Immaginiamo che abbia fatto un fioretto che consiste nel cercare con tutte le mie forze di essere una brava figlia. Di essere paziente e garbata, di non rispondere male e provare a rendere il meno difficile possibile l’esistenza a colei che dovrebbe essere la figura più importante per me, perchè mi ha donato nientepopòdimeno che la vita!

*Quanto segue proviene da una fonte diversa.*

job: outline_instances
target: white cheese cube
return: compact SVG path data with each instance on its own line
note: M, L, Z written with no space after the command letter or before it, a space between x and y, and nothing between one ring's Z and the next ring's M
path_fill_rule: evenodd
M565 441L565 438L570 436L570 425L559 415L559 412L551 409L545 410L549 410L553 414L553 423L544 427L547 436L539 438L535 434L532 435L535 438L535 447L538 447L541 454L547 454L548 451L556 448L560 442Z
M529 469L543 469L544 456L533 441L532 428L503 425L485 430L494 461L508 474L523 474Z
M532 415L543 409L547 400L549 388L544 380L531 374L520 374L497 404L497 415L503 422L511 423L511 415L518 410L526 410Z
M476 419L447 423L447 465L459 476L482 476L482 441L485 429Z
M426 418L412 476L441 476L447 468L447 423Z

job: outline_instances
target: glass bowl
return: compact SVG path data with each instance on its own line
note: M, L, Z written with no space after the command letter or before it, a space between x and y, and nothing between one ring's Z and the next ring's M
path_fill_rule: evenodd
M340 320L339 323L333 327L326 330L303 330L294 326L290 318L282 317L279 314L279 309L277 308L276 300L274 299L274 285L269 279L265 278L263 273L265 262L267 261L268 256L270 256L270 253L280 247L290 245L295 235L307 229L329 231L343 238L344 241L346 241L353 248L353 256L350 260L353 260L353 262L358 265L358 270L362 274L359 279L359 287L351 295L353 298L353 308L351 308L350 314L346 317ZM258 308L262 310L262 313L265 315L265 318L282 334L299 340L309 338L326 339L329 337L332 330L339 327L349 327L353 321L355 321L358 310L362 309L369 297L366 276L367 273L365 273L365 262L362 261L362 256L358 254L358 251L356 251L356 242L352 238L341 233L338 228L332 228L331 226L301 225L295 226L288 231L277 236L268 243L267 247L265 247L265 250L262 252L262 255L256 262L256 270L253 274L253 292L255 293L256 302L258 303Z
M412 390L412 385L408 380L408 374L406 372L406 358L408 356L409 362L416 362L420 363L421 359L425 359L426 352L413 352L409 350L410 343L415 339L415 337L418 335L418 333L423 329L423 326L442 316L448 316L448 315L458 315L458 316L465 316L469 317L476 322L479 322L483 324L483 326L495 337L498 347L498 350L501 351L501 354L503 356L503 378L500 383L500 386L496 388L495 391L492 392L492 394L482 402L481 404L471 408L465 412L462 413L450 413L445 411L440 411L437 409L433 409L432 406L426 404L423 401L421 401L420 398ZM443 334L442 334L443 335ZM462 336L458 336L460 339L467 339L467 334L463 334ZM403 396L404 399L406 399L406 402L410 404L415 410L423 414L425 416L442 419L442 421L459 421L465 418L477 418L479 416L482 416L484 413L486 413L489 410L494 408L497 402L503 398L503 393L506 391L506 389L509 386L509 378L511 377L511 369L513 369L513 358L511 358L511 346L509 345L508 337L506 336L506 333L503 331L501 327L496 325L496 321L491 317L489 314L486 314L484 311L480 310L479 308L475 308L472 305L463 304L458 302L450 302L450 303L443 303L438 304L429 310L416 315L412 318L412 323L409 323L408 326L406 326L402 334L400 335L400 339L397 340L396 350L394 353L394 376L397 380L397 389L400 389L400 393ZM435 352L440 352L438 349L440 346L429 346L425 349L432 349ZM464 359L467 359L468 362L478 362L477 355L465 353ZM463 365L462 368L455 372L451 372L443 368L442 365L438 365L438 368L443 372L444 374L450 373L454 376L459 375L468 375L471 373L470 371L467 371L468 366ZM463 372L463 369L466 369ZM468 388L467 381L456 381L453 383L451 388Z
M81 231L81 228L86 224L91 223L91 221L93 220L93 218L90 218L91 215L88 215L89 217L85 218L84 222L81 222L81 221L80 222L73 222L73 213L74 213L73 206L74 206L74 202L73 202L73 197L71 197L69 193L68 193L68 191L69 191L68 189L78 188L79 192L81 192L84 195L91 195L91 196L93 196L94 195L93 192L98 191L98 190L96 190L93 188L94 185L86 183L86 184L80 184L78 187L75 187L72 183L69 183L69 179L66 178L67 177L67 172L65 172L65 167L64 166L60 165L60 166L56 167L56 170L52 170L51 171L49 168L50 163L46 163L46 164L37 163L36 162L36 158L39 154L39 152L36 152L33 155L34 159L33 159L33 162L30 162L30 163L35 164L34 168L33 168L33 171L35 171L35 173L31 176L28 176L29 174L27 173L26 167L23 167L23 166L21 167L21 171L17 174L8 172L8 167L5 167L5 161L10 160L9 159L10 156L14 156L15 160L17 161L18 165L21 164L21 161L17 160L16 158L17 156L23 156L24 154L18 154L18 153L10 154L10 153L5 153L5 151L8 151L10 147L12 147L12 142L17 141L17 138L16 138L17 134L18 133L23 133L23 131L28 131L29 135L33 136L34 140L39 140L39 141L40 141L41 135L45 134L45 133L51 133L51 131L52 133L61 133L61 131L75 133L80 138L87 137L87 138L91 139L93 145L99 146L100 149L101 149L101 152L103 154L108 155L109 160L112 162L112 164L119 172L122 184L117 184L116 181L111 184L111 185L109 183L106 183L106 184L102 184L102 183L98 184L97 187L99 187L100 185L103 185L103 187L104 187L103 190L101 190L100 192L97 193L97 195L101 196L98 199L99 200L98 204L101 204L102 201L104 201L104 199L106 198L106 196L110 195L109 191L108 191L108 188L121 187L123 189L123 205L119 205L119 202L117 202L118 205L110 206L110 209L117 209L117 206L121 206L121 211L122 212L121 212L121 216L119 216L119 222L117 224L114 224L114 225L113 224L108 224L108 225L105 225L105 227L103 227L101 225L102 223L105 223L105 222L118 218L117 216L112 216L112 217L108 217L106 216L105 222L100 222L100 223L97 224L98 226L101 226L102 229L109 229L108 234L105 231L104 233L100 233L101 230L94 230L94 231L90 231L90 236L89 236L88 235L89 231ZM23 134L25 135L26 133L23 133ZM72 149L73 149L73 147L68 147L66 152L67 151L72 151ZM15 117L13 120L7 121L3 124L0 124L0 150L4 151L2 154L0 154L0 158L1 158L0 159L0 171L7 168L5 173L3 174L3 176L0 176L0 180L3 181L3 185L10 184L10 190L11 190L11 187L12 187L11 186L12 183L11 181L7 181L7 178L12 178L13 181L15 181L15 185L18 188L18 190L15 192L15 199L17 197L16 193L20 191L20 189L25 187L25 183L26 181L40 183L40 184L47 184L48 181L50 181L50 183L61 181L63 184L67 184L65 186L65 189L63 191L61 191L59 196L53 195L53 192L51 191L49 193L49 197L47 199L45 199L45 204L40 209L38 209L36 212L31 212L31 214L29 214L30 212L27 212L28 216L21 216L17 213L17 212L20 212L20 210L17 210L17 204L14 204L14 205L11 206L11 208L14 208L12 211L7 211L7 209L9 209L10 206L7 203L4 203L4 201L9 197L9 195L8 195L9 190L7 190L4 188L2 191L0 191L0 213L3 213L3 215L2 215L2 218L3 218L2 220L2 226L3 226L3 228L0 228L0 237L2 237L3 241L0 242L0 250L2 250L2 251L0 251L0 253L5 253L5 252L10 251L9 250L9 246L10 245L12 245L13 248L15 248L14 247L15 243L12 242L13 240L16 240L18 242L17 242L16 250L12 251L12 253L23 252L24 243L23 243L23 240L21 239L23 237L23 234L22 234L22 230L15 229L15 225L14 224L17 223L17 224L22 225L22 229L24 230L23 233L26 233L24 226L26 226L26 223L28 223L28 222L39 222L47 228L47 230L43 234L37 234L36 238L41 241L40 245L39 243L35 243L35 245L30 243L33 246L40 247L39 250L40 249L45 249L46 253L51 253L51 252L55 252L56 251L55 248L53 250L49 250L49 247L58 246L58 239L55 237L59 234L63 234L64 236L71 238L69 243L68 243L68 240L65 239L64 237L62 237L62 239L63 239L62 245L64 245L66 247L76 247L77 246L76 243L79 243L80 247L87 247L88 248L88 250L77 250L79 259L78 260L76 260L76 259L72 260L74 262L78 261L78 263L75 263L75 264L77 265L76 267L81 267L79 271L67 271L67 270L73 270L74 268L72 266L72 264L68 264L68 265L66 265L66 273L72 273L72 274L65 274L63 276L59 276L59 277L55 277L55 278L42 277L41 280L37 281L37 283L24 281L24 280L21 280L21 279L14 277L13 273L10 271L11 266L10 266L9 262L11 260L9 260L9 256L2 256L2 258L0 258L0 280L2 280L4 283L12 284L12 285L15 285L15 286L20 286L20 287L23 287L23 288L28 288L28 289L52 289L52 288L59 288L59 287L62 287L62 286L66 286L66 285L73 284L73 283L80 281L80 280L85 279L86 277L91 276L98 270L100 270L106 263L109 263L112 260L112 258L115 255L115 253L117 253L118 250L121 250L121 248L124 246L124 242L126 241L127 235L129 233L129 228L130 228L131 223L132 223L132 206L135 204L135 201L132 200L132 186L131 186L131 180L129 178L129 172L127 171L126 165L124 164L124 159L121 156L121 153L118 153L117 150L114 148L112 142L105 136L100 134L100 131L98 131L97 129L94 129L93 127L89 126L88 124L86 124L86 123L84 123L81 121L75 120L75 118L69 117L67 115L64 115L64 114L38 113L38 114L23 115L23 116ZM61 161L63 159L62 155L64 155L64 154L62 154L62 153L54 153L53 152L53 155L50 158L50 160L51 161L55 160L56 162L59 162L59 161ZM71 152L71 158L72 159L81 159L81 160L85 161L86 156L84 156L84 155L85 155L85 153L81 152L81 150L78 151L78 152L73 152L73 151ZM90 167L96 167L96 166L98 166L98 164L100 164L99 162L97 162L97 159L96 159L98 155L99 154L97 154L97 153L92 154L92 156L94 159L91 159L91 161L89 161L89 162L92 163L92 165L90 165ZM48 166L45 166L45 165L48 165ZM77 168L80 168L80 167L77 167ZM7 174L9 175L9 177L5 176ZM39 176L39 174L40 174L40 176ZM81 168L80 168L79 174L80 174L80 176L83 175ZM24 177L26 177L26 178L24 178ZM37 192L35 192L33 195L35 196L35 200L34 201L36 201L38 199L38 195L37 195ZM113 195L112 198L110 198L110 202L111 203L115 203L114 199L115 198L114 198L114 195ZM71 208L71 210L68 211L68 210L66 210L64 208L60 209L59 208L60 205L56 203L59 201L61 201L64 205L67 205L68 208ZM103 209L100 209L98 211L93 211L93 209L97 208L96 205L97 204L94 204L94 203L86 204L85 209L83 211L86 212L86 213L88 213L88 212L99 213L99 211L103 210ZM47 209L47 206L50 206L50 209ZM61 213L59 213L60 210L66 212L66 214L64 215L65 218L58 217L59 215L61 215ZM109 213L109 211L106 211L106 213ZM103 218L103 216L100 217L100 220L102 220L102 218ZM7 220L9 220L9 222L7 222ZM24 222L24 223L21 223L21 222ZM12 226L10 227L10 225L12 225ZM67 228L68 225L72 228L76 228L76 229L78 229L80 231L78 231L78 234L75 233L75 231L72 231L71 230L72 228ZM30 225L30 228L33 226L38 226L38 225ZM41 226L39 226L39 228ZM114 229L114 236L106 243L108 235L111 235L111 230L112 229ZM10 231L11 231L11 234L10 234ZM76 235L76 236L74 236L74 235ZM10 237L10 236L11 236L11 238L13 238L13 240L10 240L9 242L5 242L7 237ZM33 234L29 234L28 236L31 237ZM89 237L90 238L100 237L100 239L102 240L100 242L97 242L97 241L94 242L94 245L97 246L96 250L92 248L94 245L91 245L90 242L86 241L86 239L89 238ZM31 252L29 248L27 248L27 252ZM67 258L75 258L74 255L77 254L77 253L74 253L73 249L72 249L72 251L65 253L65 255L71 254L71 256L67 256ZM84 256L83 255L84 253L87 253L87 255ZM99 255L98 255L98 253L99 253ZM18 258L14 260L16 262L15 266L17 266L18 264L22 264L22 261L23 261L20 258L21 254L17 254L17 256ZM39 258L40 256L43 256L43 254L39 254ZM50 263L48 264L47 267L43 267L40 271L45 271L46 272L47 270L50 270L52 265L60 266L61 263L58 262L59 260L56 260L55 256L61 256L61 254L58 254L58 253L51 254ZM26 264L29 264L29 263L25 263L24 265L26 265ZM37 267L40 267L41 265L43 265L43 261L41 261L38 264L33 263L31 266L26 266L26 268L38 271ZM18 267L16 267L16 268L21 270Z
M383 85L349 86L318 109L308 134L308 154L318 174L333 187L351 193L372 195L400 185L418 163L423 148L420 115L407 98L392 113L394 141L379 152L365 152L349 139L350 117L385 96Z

Ok. Immaginiamo anche che la suddetta persona, che per facilità chiamerò Mamma, non sia assolutamente quella che si può definire un soggetto facile e che tra i suoi passatempi preferiti, oltre alla simpatica tendenza a farsi prendere dal panico per qualunque cosa di storto le accada, dalla perdita degli occhiali, a quella delle chiavi alla scomparsa dei del gatto, ami alla follia “petulare” e per petulare io intendo rompere le balle insistentemente e all’infinito. Più l’interlocutore la pensa diversamente da lei e la contraddice, più lei si diverte e ripete come fosse un vecchio vinile graffiato le stesse frasi, con la stessa cadenza, gli stessi gesti e le stesse espressioni. Va avanti e avanti ininterrottamente con la sua pantomima, ignorando completamente chiunque abbia di fronte, finchè al disperato antagonista non resta che capitolare. Ci riesce sempre e con tutti, ma è proprio con il sangue del suo sangue che fallisce. Anni di addestramento fino da quando ero poppante, mi hanno programmata per DISTRUGGERE. Non ci sono urla che tengono, nè minacce che possano spaventarmi. I frequenti litigi contornati da belle paroline che solo colei che prova un profondo amore materno può pronunciare sono dunque inevitabili. Quando litighiamo, lo ammetto, più che a madre e figlia somigliamo più a due muli che si ragliano contro.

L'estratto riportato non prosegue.